There are also a series of rstan functions to summarize posterior distributions, and we would refer the reader there should they be interested in learning their alternatives.

FERGM Diagnostics

To visually check whether there is evidence that the chains used to estimate the FERGM have converged, traceplots may be used. While rstan has a built-in traceplot function that could easily be used, it does not appear sutable for presentation. As such, building upon the rstan::traceplot() function, we provide a cleaner alternative. The code is as follows:

# Use rstan functions to assess whether chains have evidence of converging
trace <- rstan::traceplot(fergm.fit$stan.fit, pars = "beta")
trace

# We have our own version that includes variable names and tidies it up a bit
fergm_beta_traceplot(fergm.fit,
                     form = NULL,
                     custom_var_names =  c("Edges", "Sex Homophily", 
                                           "Grade Homophily", "Race Homophily", 
                                           "GWESP", "Alternating K-Stars"))

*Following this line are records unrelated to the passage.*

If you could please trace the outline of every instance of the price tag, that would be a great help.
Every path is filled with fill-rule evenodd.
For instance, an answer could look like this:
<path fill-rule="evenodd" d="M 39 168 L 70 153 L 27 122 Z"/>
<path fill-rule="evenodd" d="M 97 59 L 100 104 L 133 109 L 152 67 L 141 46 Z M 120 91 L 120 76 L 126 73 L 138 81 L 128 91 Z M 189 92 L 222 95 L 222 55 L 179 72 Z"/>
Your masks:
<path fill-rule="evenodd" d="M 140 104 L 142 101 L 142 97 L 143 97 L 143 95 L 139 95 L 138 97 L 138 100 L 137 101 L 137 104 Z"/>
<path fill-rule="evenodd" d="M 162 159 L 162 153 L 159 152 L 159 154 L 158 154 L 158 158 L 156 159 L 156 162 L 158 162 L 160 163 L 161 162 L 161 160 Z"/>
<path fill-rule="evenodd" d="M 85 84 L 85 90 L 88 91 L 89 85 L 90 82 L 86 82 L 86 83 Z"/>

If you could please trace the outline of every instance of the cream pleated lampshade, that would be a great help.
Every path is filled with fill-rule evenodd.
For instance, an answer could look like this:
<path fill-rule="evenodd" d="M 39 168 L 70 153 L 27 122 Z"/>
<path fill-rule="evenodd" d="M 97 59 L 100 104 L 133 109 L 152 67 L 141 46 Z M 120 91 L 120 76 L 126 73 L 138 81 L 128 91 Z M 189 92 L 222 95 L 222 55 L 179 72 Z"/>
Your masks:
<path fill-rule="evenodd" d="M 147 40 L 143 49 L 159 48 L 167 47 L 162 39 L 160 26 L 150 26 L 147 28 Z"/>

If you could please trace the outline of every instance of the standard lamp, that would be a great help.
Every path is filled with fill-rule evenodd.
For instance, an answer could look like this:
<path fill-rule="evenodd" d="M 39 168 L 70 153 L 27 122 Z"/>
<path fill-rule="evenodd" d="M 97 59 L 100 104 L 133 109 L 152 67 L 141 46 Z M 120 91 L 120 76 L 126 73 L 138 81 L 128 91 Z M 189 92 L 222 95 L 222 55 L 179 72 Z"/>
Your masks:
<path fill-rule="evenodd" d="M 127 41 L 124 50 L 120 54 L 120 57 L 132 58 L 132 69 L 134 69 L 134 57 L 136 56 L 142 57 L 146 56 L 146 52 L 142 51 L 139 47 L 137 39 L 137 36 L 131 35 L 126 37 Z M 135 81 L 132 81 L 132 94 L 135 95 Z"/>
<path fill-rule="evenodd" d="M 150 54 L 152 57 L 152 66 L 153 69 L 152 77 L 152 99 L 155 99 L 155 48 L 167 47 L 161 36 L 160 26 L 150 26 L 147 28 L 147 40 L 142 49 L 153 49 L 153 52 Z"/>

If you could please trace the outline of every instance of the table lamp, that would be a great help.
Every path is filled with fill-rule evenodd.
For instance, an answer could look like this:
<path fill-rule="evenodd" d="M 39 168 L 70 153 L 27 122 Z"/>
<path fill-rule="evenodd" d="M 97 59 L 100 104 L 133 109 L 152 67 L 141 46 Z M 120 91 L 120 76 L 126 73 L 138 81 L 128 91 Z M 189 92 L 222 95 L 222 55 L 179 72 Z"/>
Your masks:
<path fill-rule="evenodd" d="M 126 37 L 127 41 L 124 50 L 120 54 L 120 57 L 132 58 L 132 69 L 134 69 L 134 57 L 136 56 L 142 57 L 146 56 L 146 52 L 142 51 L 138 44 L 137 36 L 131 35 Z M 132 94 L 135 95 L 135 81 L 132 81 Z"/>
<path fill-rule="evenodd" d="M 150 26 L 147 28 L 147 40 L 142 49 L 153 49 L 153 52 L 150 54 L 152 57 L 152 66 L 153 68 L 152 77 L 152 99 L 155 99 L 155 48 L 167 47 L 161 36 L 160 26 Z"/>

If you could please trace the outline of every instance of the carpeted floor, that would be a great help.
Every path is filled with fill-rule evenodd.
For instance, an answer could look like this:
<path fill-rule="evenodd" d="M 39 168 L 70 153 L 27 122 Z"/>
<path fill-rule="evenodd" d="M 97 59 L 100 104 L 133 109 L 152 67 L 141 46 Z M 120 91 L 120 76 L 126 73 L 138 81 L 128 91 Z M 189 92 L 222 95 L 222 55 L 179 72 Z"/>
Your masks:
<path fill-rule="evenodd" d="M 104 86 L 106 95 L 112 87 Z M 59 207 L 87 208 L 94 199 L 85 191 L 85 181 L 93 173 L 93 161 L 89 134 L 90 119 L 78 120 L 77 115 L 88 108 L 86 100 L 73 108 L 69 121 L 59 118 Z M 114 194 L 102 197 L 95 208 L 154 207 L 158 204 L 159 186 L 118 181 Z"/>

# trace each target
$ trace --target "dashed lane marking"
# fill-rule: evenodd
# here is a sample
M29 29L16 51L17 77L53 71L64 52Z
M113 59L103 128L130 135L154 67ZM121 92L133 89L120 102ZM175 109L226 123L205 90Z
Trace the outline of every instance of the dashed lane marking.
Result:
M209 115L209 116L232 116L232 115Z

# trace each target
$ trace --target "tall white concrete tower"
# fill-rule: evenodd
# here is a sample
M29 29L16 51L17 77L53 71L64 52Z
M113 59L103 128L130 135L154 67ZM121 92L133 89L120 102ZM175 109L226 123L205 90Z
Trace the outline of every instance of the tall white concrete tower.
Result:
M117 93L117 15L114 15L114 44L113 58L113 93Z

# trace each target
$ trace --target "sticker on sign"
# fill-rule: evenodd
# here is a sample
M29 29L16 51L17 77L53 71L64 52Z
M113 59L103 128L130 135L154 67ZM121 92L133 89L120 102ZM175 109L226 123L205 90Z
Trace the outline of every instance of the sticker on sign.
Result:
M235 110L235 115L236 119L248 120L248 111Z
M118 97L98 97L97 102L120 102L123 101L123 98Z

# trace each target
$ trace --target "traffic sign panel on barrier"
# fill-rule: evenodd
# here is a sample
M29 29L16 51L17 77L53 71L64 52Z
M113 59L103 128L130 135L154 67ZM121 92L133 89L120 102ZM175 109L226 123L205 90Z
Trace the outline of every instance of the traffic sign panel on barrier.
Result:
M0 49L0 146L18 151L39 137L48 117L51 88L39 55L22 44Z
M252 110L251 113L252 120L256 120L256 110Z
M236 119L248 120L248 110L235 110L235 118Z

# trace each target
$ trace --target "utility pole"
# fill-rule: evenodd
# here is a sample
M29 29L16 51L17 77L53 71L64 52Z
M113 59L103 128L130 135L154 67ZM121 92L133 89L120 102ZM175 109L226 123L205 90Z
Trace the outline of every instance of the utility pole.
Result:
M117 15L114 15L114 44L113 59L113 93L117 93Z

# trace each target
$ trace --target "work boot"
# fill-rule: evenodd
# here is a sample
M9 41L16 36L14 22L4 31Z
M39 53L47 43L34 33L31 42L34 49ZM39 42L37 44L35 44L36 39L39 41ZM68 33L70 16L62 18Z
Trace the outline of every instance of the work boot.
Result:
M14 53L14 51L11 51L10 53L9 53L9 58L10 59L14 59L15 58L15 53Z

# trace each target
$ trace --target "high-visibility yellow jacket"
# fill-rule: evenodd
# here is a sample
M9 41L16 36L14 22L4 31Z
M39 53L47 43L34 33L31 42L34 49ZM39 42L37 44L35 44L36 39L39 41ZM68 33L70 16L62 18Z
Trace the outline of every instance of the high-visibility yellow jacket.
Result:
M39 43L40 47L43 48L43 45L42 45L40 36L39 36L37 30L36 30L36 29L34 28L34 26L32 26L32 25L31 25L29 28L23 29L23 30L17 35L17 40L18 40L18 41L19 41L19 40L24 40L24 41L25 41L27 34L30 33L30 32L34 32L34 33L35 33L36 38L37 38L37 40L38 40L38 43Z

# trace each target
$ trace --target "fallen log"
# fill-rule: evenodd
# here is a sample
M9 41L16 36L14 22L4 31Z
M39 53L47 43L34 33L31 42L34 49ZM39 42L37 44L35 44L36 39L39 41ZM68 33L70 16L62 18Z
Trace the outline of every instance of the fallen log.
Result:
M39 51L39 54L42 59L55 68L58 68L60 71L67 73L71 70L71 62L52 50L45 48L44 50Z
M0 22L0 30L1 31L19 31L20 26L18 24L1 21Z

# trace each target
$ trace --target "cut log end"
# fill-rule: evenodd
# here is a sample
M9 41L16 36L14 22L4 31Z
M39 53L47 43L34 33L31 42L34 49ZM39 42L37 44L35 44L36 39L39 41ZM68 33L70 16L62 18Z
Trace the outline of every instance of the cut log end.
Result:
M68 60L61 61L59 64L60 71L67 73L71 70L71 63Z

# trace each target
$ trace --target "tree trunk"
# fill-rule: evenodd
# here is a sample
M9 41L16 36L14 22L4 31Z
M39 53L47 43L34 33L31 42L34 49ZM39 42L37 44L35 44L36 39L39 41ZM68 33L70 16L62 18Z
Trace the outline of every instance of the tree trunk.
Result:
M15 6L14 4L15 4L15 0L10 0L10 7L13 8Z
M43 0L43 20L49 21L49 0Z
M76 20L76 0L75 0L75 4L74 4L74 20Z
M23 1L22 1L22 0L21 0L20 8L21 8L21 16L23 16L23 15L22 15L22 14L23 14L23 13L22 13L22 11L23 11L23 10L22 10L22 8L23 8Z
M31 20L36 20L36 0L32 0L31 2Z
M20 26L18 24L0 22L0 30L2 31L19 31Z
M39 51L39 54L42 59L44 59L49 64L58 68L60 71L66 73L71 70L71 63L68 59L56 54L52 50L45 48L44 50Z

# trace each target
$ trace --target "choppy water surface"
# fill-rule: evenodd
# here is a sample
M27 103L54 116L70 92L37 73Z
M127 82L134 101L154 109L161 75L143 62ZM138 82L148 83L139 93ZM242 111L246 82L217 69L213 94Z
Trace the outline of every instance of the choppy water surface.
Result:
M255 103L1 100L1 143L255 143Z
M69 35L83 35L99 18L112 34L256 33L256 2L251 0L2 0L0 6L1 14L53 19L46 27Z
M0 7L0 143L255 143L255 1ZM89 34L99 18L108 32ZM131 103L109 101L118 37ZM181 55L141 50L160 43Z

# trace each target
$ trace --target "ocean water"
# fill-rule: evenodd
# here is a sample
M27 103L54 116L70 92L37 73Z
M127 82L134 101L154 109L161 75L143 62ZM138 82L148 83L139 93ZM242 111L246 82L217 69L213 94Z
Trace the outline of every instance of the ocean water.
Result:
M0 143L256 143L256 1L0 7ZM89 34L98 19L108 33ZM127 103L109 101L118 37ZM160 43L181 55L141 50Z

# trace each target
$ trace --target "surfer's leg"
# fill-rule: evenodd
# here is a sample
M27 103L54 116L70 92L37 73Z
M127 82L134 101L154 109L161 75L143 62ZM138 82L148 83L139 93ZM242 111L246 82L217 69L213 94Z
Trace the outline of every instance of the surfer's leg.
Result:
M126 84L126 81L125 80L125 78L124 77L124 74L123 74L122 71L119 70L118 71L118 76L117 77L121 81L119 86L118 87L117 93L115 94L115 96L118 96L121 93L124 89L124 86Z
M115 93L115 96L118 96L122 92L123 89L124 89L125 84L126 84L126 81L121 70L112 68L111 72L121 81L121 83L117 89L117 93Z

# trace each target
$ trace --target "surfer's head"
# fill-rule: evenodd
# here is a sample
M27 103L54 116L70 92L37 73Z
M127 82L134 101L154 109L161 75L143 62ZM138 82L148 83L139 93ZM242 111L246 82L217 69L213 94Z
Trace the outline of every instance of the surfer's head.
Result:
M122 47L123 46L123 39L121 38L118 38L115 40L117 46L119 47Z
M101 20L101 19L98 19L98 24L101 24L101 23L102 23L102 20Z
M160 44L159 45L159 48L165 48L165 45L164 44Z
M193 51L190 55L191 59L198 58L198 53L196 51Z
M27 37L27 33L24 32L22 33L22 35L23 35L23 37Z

Additional diagnostics are available using the rstan package, and we would refer the reader to their well-composed vignette for further diagnostics or details on their built in diagnostic plots.

Compare ERGM ad FERGM Fit

One might be interested in the relative difference between the fit of an ERGM and an FERGM. While the coef_plot() function offers an opportunity to compare the coefficients of these two models, it does not provide a means to assess the relative fit of each model. The primary way relative fit is examined is through simulating a number of networks based upon the model results and examining the average number of correctly predicted ties across all simulated networks. This routine is described by the manuscript presenting the model (Box-Steffensmeier, Morgan, and Christenson 2017). The code to perform this routine is as follows:

# Use fergm built in compare_predictions function to compare predictions of ERGM and FERGM
predict_out <- compare_predictions(ergm_fit = ergm.fit, fergm_fit = fergm.fit, replications = 100)

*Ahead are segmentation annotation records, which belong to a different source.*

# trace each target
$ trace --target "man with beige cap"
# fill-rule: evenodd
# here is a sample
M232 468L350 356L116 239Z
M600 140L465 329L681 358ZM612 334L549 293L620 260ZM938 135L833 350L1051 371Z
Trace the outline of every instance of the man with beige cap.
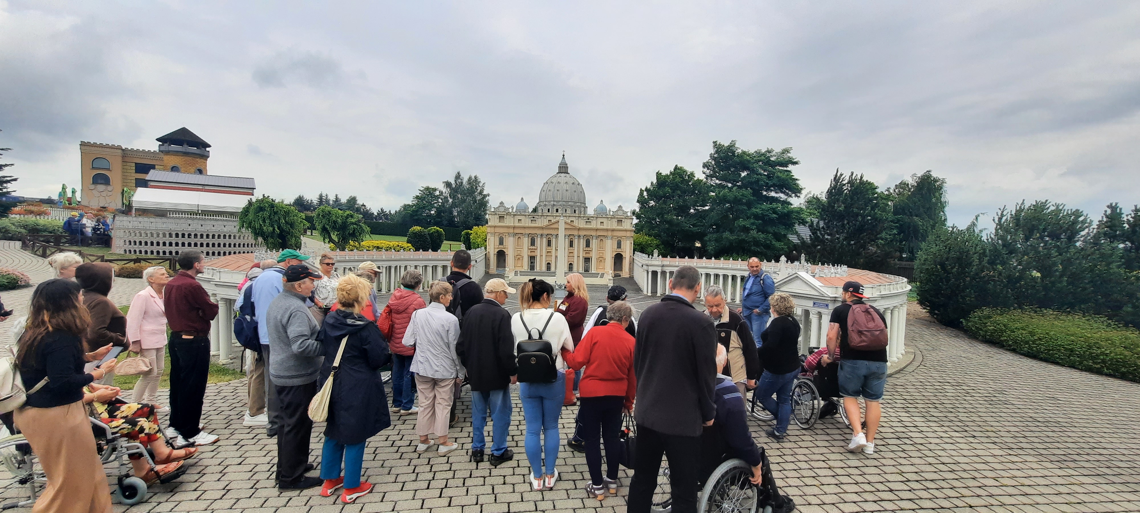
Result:
M491 465L498 466L514 458L506 440L511 427L511 389L518 367L514 360L514 335L511 333L511 314L503 308L507 294L514 294L502 278L487 282L483 301L463 315L456 352L467 369L471 384L471 461L483 461L487 439L487 413L491 422Z

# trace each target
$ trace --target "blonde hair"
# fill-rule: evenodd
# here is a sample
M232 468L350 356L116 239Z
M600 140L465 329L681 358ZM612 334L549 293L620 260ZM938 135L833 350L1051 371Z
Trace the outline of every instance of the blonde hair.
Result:
M772 311L776 312L776 316L790 316L796 312L796 300L783 292L768 296L768 304L772 306Z
M59 271L65 267L79 266L83 263L83 259L80 258L78 253L71 251L62 251L51 256L48 256L48 266L56 271L56 277L59 277Z
M348 275L336 282L336 302L341 308L360 311L372 295L372 284L356 275Z
M573 295L577 295L589 303L589 291L586 290L586 278L583 278L581 275L573 272L567 275L567 284L573 287Z
M431 283L431 288L427 290L427 299L430 299L433 303L438 303L440 302L440 298L450 293L451 284L437 279Z

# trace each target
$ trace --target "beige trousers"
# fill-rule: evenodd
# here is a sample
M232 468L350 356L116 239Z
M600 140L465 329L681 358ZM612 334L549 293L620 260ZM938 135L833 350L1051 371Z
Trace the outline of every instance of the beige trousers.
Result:
M437 380L416 374L416 391L420 392L416 434L446 437L451 400L455 398L455 378Z
M158 382L162 381L162 369L166 360L166 347L144 349L139 355L150 360L150 370L139 376L139 381L135 383L135 399L132 402L154 405L158 402Z

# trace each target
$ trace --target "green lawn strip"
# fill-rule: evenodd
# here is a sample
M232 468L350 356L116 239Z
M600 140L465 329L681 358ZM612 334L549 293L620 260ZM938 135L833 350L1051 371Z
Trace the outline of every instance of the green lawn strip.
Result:
M970 314L963 327L980 340L1031 358L1140 382L1140 331L1104 317L982 308Z
M119 307L119 309L123 314L127 314L127 311L130 310L130 308L131 308L130 306ZM166 328L166 335L168 336L170 335L170 328ZM165 355L166 355L166 357L165 357L166 361L162 366L162 381L158 382L158 388L162 388L162 389L169 389L170 388L170 348L169 347L166 348ZM131 353L131 356L135 356L135 353ZM123 352L122 355L119 355L119 361L122 361L124 358L127 358L127 353L125 352ZM227 381L239 380L242 377L245 377L245 373L243 373L242 370L233 369L233 368L226 367L225 365L220 365L220 364L218 364L215 361L211 361L210 363L210 374L206 377L206 382L207 383L225 383ZM135 383L137 383L138 381L139 381L139 376L121 376L119 374L115 374L115 386L119 386L120 389L123 389L123 390L133 389L135 388Z

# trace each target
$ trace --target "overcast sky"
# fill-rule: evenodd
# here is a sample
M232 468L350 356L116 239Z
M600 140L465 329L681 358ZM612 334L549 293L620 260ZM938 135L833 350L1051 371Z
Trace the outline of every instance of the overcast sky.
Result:
M0 146L18 194L78 186L79 141L187 127L211 174L393 209L455 171L491 204L565 150L635 206L711 141L792 147L805 189L927 169L951 222L1140 203L1140 2L0 0Z

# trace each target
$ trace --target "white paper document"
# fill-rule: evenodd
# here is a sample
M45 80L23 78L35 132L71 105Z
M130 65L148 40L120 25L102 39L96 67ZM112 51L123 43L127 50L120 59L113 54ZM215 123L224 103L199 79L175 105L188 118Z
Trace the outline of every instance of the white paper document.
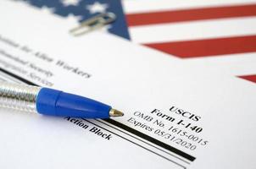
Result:
M0 109L0 168L255 168L256 86L0 2L0 79L109 104L111 119Z

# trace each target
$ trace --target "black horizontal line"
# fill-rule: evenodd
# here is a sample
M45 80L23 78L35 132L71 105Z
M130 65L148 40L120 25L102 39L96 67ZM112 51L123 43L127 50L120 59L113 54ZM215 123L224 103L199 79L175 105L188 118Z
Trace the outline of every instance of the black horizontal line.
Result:
M5 73L5 74L8 74L8 75L10 75L10 76L17 79L19 79L20 81L23 81L23 82L25 82L25 83L26 83L28 84L37 85L38 86L38 84L34 84L34 83L32 83L32 82L31 82L31 81L24 79L24 78L21 78L20 76L14 74L12 74L12 73L10 73L10 72L8 72L7 70L4 70L4 69L3 69L1 68L0 68L0 71L3 72L3 73ZM128 132L130 132L130 133L131 133L131 134L135 134L135 135L136 135L136 136L138 136L140 138L142 138L142 139L146 139L146 140L147 140L147 141L149 141L149 142L151 142L153 144L157 144L157 145L159 145L159 146L160 146L160 147L162 147L162 148L164 148L165 150L170 150L170 151L171 151L173 153L175 153L176 155L179 155L182 156L183 158L187 159L187 160L189 160L191 161L193 161L196 159L194 156L192 156L191 155L188 155L188 154L186 154L186 153L185 153L185 152L183 152L183 151L181 151L181 150L178 150L178 149L176 149L175 147L172 147L172 146L170 146L170 145L169 145L169 144L167 144L165 143L163 143L163 142L161 142L161 141L159 141L159 140L158 140L158 139L154 139L153 137L150 137L150 136L148 136L148 135L147 135L145 134L142 134L142 132L139 132L139 131L137 131L136 129L133 129L132 128L130 128L130 127L128 127L128 126L126 126L125 124L122 124L122 123L120 123L119 122L116 122L116 121L114 121L113 119L104 119L104 121L107 122L107 123L111 123L112 125L119 127L119 128L122 128L124 130L126 130L126 131L128 131Z

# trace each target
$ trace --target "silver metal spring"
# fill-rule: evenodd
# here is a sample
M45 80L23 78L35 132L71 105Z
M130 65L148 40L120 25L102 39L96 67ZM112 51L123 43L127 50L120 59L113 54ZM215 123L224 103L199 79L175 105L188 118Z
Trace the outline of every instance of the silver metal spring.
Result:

# Use the built in compare_predictions_plot function to examine the densities of correctly predicted
  # ties from the compare_predictions simulations
compare_predictions_plot(predict_out)

# We can also conduct a KS test to determine if the FERGM fit it statistically disginguishable 
  # from the ERGM fit
compare_predictions_test(predict_out)

References

Box-Steffensmeier, Jan, Jason Morgan, and Dino Christenson. 2017. “Modeling Unobserved Heterogeneity in Social Networks with the Frailty Exponential Random Graph Model.” Political Analysis.

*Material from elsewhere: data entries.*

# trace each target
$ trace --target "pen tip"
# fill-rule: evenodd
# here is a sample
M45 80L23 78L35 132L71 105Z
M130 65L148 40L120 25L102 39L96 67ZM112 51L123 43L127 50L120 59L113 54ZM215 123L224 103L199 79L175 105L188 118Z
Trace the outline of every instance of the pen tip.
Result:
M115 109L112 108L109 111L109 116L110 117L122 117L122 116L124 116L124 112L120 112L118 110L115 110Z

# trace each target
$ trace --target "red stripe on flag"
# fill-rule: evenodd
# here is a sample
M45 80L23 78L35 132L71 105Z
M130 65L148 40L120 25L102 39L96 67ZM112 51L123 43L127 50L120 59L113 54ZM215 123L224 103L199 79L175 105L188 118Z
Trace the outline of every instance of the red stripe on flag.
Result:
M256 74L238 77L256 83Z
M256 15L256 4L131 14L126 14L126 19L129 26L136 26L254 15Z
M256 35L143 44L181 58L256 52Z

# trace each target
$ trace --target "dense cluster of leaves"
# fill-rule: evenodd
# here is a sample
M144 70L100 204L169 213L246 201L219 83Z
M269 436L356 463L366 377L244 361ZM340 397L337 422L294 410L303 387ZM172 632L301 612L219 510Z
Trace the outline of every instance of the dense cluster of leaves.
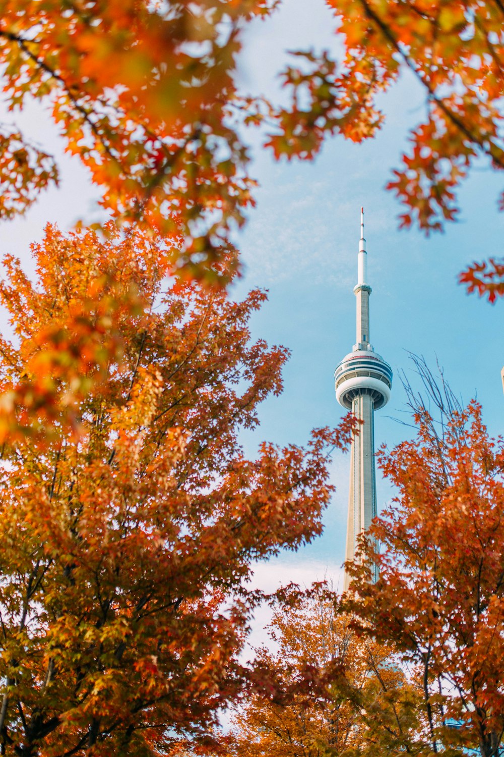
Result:
M250 343L263 293L175 282L113 226L33 253L37 282L9 258L0 290L0 753L165 754L242 685L251 562L320 532L352 421L246 459L287 357Z
M417 438L379 455L398 495L363 542L363 564L347 565L346 607L361 632L422 671L432 750L494 757L504 734L504 441L489 438L477 403L447 397L441 425L419 407Z
M326 2L343 55L294 51L279 106L239 91L236 70L246 25L281 0L2 0L4 94L14 111L30 98L47 103L104 206L169 236L175 267L212 278L254 201L243 124L267 123L277 158L313 158L328 134L372 137L383 123L376 97L407 68L425 88L427 114L388 186L406 205L403 226L441 229L475 159L504 165L504 7ZM2 127L0 181L8 217L57 181L57 169ZM470 291L502 294L502 275L487 286L472 273L462 278Z
M237 757L427 755L421 689L408 682L391 648L359 638L338 598L312 590L279 609L274 652L256 665L271 689L252 694L235 717Z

Guo, Jiqiang, D Lee, K Sakrejda, J Gabry, B Goodrich, J De Guzman, E Niebler, T Heller, and J Fletcher. 2016. “Rstan: R Interface to Stan.” R Package Version 2: 0–3.

Hunter, David R, Mark S Handcock, Carter T Butts, Steven M Goodreau, and Martina Morris. 2008. “Ergm: A Package to Fit, Simulate and Diagnose Exponential-Family Models for Networks.” Journal of Statistical Software 24 (3). NIH Public Access: nihpa54860.